Here's my current dataset.toml structure:
# --- Training Dataset Definition ---
[[datasets]]
batch_size = 4
resolution = [1024, 1024]
enable_bucket = true
min_bucket_reso = 512
max_bucket_reso = 2048
bucket_reso_steps = 64
bucket_no_upscale = true
[[datasets.subsets]]
image_dir = "path"
caption_extension = ".txt"
num_repeats = 10
shuffle_caption = true
keep_tokens = 1
flip_aug = true
random_crop = false
# --- Validation Dataset Definition ---
[[datasets]]
validation_split = 1.0
batch_size = 4
resolution = [1024, 1024]
enable_bucket = true
min_bucket_reso = 512
max_bucket_reso = 2048
bucket_reso_steps = 64
bucket_no_upscale = true
[[datasets.subsets]]
image_dir = "val_path"
caption_extension = ".txt"
2. Correct DoRA Implementation:
- I've seen examples using LyCORIS (
network_module="lycoris.kohya", network_args=["algo=dora", ...]) but encountered aKeyError: 'dora'when trying that approach after installinglycoris-lora. - Is using the standard LoRA module with the
use_dora=Trueargument, like below, the correct and currently intended way to enable DoRA within thesd3branch?
# From config.toml
network_module = "networks.lora"
network_args = ["use_dora=True"]
# (other network_dim, network_alpha settings...)
Thanks for any clarification!
-
validation_split of 1.0 on separate dataset may work from what I was theorizing but i haven't tried it. Please let me know if it works as you expect.
-
Validation does not currently use batch size at all, so all a batch of 1. This could be improved by doing individual images of timesteps in a maximum amount of batch size to improve performance.
-
validation loss works across all network trainings (ones that use train_network.py or *_train_network.py scripts)
-
Validation loss works identically to regular training, except it isn't learning from those images.
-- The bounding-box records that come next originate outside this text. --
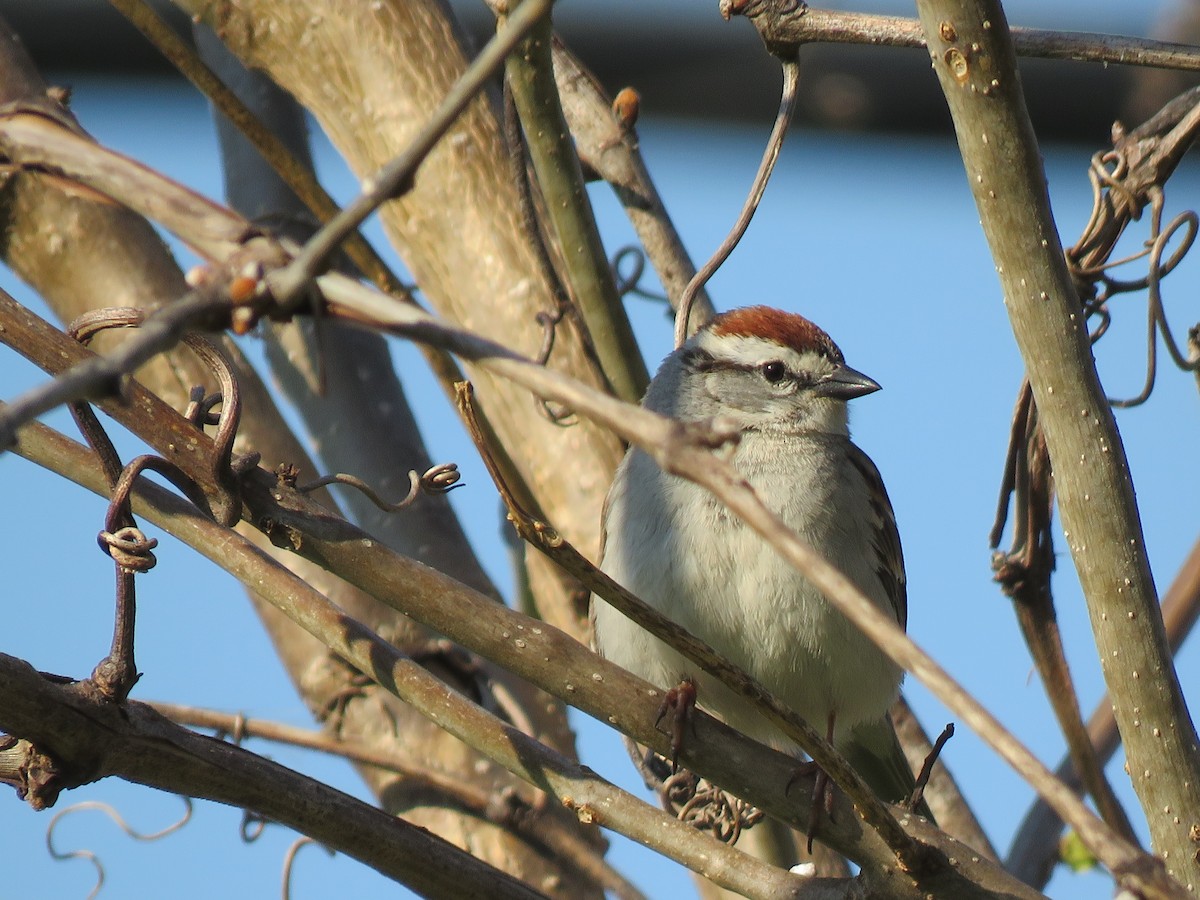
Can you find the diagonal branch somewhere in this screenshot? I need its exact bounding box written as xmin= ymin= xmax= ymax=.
xmin=918 ymin=0 xmax=1200 ymax=889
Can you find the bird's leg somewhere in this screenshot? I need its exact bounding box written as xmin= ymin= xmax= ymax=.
xmin=809 ymin=712 xmax=838 ymax=854
xmin=654 ymin=676 xmax=696 ymax=775
xmin=784 ymin=712 xmax=838 ymax=854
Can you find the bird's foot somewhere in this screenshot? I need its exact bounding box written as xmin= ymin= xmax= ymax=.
xmin=784 ymin=760 xmax=833 ymax=853
xmin=654 ymin=678 xmax=696 ymax=774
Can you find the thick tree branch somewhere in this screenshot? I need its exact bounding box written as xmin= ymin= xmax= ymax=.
xmin=0 ymin=654 xmax=542 ymax=899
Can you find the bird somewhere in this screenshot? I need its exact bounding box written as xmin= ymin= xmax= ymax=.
xmin=592 ymin=306 xmax=928 ymax=830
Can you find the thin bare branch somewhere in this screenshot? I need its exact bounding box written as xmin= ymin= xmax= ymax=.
xmin=148 ymin=701 xmax=642 ymax=900
xmin=918 ymin=0 xmax=1200 ymax=895
xmin=0 ymin=415 xmax=820 ymax=900
xmin=721 ymin=0 xmax=1200 ymax=71
xmin=674 ymin=59 xmax=800 ymax=347
xmin=499 ymin=0 xmax=650 ymax=403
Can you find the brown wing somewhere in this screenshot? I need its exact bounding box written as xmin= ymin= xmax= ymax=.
xmin=850 ymin=444 xmax=908 ymax=628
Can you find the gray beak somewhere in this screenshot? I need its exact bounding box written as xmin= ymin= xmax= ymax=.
xmin=814 ymin=366 xmax=880 ymax=400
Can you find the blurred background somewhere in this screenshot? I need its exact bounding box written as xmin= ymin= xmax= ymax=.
xmin=0 ymin=0 xmax=1200 ymax=898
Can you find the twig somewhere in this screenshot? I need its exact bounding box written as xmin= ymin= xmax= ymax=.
xmin=1004 ymin=542 xmax=1200 ymax=888
xmin=554 ymin=36 xmax=714 ymax=326
xmin=918 ymin=0 xmax=1200 ymax=895
xmin=500 ymin=0 xmax=650 ymax=403
xmin=148 ymin=701 xmax=642 ymax=900
xmin=0 ymin=424 xmax=803 ymax=899
xmin=674 ymin=59 xmax=800 ymax=348
xmin=721 ymin=0 xmax=1200 ymax=71
xmin=100 ymin=0 xmax=414 ymax=302
xmin=296 ymin=462 xmax=463 ymax=512
xmin=991 ymin=388 xmax=1138 ymax=844
xmin=0 ymin=657 xmax=542 ymax=900
xmin=320 ymin=270 xmax=1140 ymax=888
xmin=271 ymin=0 xmax=552 ymax=305
xmin=0 ymin=321 xmax=1033 ymax=896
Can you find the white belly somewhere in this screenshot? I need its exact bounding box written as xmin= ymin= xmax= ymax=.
xmin=593 ymin=441 xmax=900 ymax=751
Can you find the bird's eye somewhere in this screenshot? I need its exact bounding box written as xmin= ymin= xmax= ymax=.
xmin=760 ymin=359 xmax=787 ymax=384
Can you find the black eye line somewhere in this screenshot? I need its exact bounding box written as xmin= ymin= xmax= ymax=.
xmin=684 ymin=348 xmax=812 ymax=388
xmin=758 ymin=359 xmax=794 ymax=384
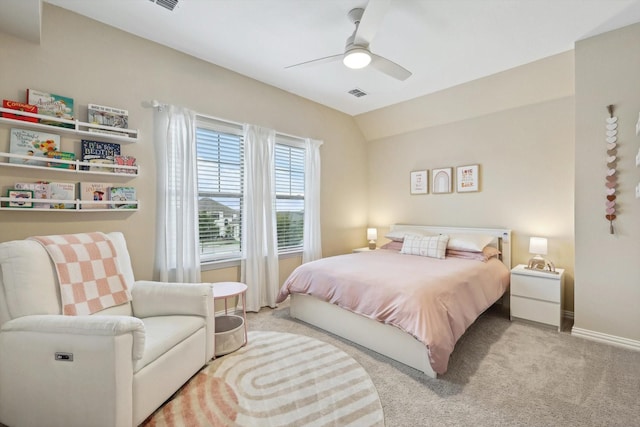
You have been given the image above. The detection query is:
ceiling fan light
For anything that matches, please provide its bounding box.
[342,48,371,70]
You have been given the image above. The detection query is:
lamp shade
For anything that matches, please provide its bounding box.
[342,47,371,70]
[529,237,547,255]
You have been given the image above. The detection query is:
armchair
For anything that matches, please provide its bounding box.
[0,233,215,427]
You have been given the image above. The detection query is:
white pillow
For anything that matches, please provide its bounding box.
[447,234,495,252]
[384,230,435,242]
[400,234,449,259]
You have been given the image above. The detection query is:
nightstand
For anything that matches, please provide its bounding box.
[353,246,378,254]
[510,264,564,331]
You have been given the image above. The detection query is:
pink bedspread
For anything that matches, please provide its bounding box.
[277,249,509,374]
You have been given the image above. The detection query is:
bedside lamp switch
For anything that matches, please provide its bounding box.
[55,352,73,362]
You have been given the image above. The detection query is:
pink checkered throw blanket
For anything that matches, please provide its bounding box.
[30,232,131,316]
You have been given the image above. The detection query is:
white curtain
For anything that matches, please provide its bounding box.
[241,125,279,311]
[153,106,200,283]
[302,138,322,263]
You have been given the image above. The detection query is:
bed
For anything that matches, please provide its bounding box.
[278,224,511,378]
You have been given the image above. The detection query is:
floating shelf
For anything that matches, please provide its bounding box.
[0,107,139,142]
[0,152,140,178]
[0,197,140,212]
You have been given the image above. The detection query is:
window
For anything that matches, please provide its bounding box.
[275,143,305,253]
[196,118,244,262]
[196,117,305,262]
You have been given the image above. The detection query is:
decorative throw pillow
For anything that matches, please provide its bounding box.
[400,234,449,259]
[447,234,495,252]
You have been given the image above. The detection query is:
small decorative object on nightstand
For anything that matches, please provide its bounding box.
[510,264,564,331]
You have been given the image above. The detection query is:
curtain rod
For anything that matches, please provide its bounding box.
[142,99,316,141]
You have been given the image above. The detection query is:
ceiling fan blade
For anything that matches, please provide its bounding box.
[284,53,344,68]
[353,0,391,46]
[370,53,411,81]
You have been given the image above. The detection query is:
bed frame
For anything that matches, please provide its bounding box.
[290,224,511,378]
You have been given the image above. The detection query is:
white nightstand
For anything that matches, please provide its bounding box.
[510,264,564,331]
[353,246,378,254]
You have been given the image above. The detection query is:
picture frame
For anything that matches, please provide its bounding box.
[456,165,480,193]
[410,170,429,194]
[7,188,33,209]
[431,168,453,194]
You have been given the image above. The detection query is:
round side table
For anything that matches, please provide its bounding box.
[213,282,249,345]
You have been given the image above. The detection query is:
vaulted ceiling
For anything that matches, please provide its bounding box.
[0,0,640,115]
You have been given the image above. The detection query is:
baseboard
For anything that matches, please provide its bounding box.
[571,326,640,351]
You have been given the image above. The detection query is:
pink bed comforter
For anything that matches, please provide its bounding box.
[277,249,509,374]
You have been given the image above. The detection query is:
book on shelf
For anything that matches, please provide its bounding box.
[80,139,120,172]
[109,187,138,209]
[80,182,113,209]
[47,151,76,169]
[9,128,60,166]
[5,188,33,208]
[113,154,136,174]
[49,182,76,209]
[2,99,38,123]
[87,104,129,129]
[13,181,51,209]
[27,89,75,129]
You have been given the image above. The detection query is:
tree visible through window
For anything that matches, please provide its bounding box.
[196,119,305,262]
[275,144,305,252]
[196,121,244,261]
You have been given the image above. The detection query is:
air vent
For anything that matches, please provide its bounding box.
[149,0,178,10]
[349,88,367,98]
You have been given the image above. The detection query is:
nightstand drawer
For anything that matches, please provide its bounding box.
[511,295,560,327]
[511,274,560,303]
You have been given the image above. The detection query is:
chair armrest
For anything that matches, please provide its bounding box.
[0,314,145,360]
[131,280,214,318]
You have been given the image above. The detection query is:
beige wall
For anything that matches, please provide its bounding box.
[574,24,640,348]
[357,52,575,311]
[0,3,367,281]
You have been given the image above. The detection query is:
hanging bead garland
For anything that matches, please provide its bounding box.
[605,105,618,234]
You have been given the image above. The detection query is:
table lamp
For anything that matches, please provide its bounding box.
[526,237,556,273]
[367,228,378,250]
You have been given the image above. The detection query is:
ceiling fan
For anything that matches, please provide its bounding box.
[285,0,411,81]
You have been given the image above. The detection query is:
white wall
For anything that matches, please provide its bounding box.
[0,3,367,281]
[574,24,640,348]
[357,52,574,311]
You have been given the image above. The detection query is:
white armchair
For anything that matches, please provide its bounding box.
[0,233,215,427]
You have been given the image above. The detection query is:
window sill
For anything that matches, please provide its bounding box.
[200,251,302,271]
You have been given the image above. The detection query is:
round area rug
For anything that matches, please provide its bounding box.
[143,331,384,427]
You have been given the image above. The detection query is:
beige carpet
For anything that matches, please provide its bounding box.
[143,331,384,427]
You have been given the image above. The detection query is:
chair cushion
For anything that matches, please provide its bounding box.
[133,316,206,372]
[0,240,62,319]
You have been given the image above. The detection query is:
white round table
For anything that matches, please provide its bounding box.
[213,282,249,345]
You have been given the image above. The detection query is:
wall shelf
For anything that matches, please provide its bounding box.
[0,197,140,212]
[0,107,139,142]
[0,152,140,178]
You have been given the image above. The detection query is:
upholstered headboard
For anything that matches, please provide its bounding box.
[390,224,511,269]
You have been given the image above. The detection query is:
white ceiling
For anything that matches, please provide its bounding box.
[21,0,640,115]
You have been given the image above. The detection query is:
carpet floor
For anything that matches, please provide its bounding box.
[143,331,384,427]
[248,301,640,427]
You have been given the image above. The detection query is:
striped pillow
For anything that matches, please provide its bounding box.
[400,234,449,259]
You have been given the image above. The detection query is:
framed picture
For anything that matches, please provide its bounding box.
[411,170,429,194]
[456,165,479,193]
[431,168,452,194]
[7,189,33,208]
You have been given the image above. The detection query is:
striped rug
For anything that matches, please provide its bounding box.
[143,331,384,427]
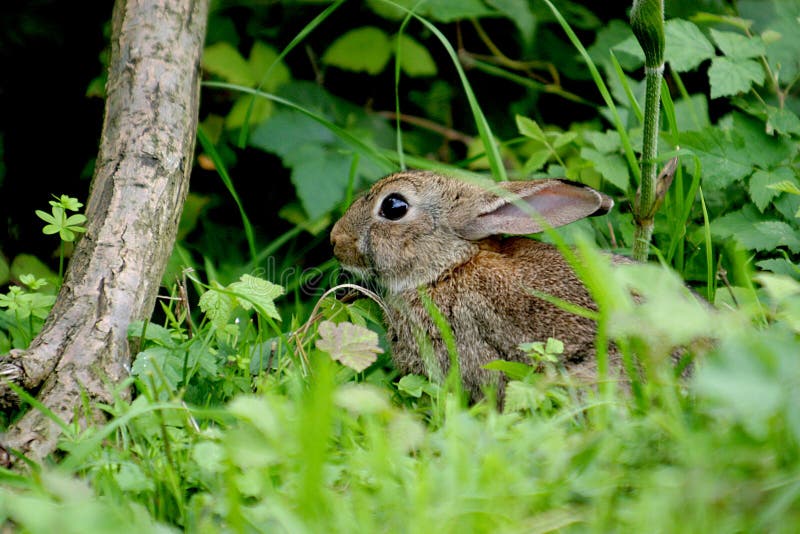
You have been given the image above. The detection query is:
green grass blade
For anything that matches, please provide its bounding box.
[544,0,642,184]
[197,126,256,259]
[203,82,396,174]
[237,0,344,148]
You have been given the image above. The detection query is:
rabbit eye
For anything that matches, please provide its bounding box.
[378,193,408,221]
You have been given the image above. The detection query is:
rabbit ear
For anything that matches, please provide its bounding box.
[458,180,614,240]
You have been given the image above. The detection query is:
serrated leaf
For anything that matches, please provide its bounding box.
[397,34,437,78]
[711,28,767,59]
[711,206,800,253]
[317,321,383,373]
[581,146,629,191]
[203,41,257,87]
[664,19,715,72]
[322,26,392,74]
[708,57,764,98]
[198,284,233,329]
[680,127,752,188]
[228,274,284,321]
[749,167,794,212]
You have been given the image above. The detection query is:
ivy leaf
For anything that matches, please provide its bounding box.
[711,206,800,253]
[708,57,764,98]
[228,274,284,321]
[581,146,628,191]
[198,282,233,330]
[322,26,392,74]
[750,167,794,212]
[664,19,715,72]
[317,321,383,373]
[395,33,437,78]
[711,28,767,59]
[486,0,536,43]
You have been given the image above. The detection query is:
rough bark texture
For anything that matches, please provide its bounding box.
[0,0,208,466]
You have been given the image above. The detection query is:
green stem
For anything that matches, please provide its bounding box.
[633,63,664,261]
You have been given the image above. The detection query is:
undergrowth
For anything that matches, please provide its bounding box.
[0,2,800,533]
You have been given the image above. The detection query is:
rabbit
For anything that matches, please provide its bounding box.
[331,171,632,401]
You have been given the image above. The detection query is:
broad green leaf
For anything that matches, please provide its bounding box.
[198,284,233,330]
[711,206,800,253]
[228,274,284,321]
[317,321,383,373]
[396,34,436,77]
[322,26,392,74]
[664,19,715,72]
[749,167,794,212]
[767,106,800,135]
[203,42,258,87]
[581,147,629,191]
[708,57,764,98]
[711,28,767,59]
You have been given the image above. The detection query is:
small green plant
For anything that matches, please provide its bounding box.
[0,274,56,353]
[36,195,86,280]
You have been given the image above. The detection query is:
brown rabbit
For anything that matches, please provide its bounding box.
[331,171,628,400]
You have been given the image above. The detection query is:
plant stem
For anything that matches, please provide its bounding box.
[633,63,664,261]
[631,0,664,261]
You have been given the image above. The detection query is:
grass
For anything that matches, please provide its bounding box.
[0,2,800,533]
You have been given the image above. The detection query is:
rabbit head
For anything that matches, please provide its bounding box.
[331,171,614,293]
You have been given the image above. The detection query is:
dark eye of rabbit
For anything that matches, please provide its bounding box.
[378,193,408,221]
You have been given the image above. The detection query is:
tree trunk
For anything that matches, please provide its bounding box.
[0,0,208,468]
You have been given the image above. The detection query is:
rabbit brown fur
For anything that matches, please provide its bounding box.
[331,171,626,399]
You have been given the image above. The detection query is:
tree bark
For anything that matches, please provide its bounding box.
[0,0,208,468]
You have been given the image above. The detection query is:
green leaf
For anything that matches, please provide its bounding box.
[285,145,353,219]
[711,28,767,59]
[711,206,800,253]
[664,19,715,72]
[395,34,437,77]
[203,42,258,87]
[708,57,764,98]
[317,321,383,373]
[322,26,392,74]
[767,106,800,135]
[198,282,233,330]
[750,167,794,212]
[228,274,284,321]
[581,147,629,191]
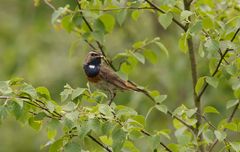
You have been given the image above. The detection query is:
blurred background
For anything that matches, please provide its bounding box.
[0,0,236,152]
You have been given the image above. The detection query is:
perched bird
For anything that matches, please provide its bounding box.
[83,51,155,105]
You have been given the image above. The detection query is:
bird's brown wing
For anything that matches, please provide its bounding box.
[99,65,138,91]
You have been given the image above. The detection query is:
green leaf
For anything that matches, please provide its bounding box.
[203,129,215,144]
[131,10,140,21]
[87,118,101,133]
[195,77,205,94]
[117,9,127,26]
[230,142,240,152]
[0,81,12,95]
[64,142,81,152]
[189,21,202,35]
[61,15,74,33]
[72,88,87,100]
[21,84,37,99]
[78,123,91,139]
[60,84,73,102]
[65,111,79,122]
[144,49,158,64]
[28,117,42,131]
[155,104,168,114]
[124,140,139,152]
[132,41,146,49]
[227,99,239,109]
[204,39,219,52]
[47,128,57,140]
[154,95,167,104]
[214,130,227,142]
[36,87,51,100]
[178,33,188,53]
[72,13,83,27]
[206,77,219,88]
[52,5,69,24]
[49,138,63,152]
[203,106,220,114]
[98,104,113,117]
[180,10,193,21]
[93,19,107,33]
[155,42,168,57]
[91,31,104,44]
[158,13,173,29]
[62,102,76,112]
[132,52,145,64]
[99,14,115,32]
[112,126,126,151]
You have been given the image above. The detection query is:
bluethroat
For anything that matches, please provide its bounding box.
[83,51,154,105]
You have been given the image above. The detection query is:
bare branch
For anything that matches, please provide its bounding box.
[198,28,240,100]
[43,0,57,11]
[88,134,112,152]
[208,103,240,152]
[145,0,187,31]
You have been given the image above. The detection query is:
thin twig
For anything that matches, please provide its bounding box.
[145,0,187,31]
[141,130,172,152]
[208,103,240,152]
[43,0,56,11]
[167,110,194,131]
[198,28,240,100]
[88,134,112,152]
[79,7,155,12]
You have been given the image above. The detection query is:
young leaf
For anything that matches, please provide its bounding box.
[158,13,173,29]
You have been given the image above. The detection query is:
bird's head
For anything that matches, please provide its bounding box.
[85,51,103,65]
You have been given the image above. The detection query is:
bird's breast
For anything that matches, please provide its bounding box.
[83,64,100,78]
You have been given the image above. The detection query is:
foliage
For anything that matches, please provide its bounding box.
[0,0,240,151]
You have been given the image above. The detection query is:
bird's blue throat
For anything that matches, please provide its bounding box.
[83,58,101,77]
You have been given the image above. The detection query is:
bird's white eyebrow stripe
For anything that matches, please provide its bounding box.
[88,65,95,69]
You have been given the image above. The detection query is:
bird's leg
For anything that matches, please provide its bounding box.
[108,90,116,106]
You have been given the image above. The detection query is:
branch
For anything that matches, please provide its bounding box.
[145,0,187,31]
[208,103,240,152]
[167,111,194,131]
[0,96,62,119]
[79,7,155,12]
[43,0,56,11]
[75,0,116,71]
[88,134,112,152]
[198,28,240,100]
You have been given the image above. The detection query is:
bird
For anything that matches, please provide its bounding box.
[83,51,155,105]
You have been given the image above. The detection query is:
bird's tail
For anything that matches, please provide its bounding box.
[127,81,156,103]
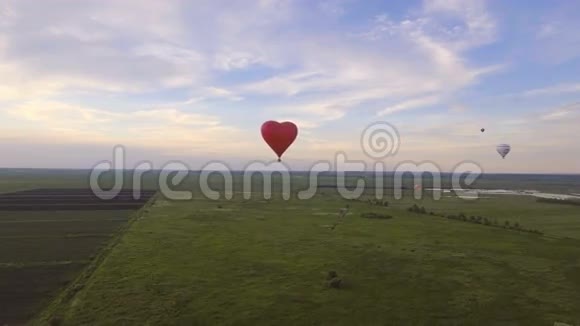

So captions work like training images, and should be accurate as you'd expect from training images.
-
DORA isn't supported in the networks from this library but should work with LyCORIS, and validation should work with DoRA. Would ask that on LyCORIS if you have a specific question but I think the docs you want are https://github.com/KohakuBlueleaf/LyCORIS/blob/main/docs/Network-Args.md#weight-decompose. So
network_args = ["dora_wd=True"]andnetwork_module = "lycoris.kohya"
Hi,
Validation appears to work with validation_split 1.0 for a folder, at least it's mentioned in the log that it got all the validation files, and has validation steps. I just wanted to make sure because the graph has been rather flat despite changing many things in the run, but this may just be a problem with this specific dataset.
Thank you for the other clarifications too.
Yeah could be that the learning isn't having enough impact of the validation to cause a big difference? Also having the validation not move as much might be ideal in that it's not adjusting the outside the training dataset too much. When it's rising there might be something where it's moving away from the validation dataset though. But as you mention, the numbers are relatively small in this example. I think having the validation dataset be a diverse dataset but maybe closer related to your training dataset might show more movement but the goals might be different. That's maybe why it might be important to use validation split of your training dataset so it includes images of your training and see if it generalizes to the 2 separate cases. Maybe it'd be important to separately log the different validation datasets so more distinction could be made across different validation datasets.